Seberapa besar tekad Prancis untuk memenangkan gelar Olimpiade yang tidak bersifat politis?

Jakarta (JurnalPagi) – Sejak Olimpiade pertama kali digelar pada tahun 1896, Olimpiade modern selalu bersifat politis dan geopolitik, kata Lucas Aubin, pakar geopolitik olahraga yang juga menjabat sebagai direktur. Institut Hubungan Internasional dan Strategis di Perancis

Tak terkecuali Olimpiade Paris 2024 yang akan dibuka pada 26 Juli untuk pertama kalinya dalam sejarah Olimpiade modern di ruang terbuka sepanjang Sungai Seine yang membelah kota Paris.

“Kita akan melihat periode Olimpiade yang sangat politis,” kata Lucas Aubin. politik Pada tanggal 29 Januari 2024.

Namun nyatanya bukan hanya Olimpiade saja yang selalu dikaitkan dengan politik, hampir semua ajang olahraga besar, termasuk Piala Dunia sepak bola. Bahkan politisasi olahraga saat ini melibatkan atlet.

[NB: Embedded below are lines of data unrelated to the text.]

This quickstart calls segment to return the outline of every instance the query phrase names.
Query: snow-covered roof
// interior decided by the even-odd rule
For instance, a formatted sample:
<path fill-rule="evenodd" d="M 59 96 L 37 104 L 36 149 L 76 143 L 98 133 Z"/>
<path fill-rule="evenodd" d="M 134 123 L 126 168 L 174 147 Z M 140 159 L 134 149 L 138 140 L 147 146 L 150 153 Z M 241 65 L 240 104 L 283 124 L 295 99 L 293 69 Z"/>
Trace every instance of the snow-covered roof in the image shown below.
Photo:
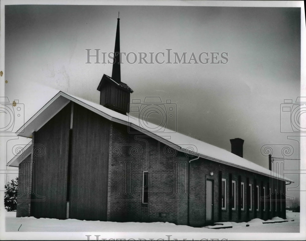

Organisasi olahraga dunia bahkan telah memperingatkan para atlet untuk tidak menggunakan arena olahraga sebagai ruang untuk mengungkapkan keluhan dan tuntutan politik, seperti yang dilakukan Komite Olimpiade Internasional (IOC) tiga tahun lalu, ketika Jepang menggelar Olimpiade Tokyo 2020, terlambat setahun. Pandemi. .

Kini penyelenggara Olimpiade Paris 2024 menghadapi permasalahan yang hampir sama.

Tinggal tiga bulan lagi menuju peristiwa besar ini. Dan semakin jauh kami sampai di sini, Prancis semakin terlihat gugup.

Bukan hanya karena ada permasalahan baru yang bisa mengganggu perayaan Olimpiade dan khususnya upacara pembukaan yang dilakukan di luar ruangan, yakni ancaman terorisme, namun ada pula permasalahan lain.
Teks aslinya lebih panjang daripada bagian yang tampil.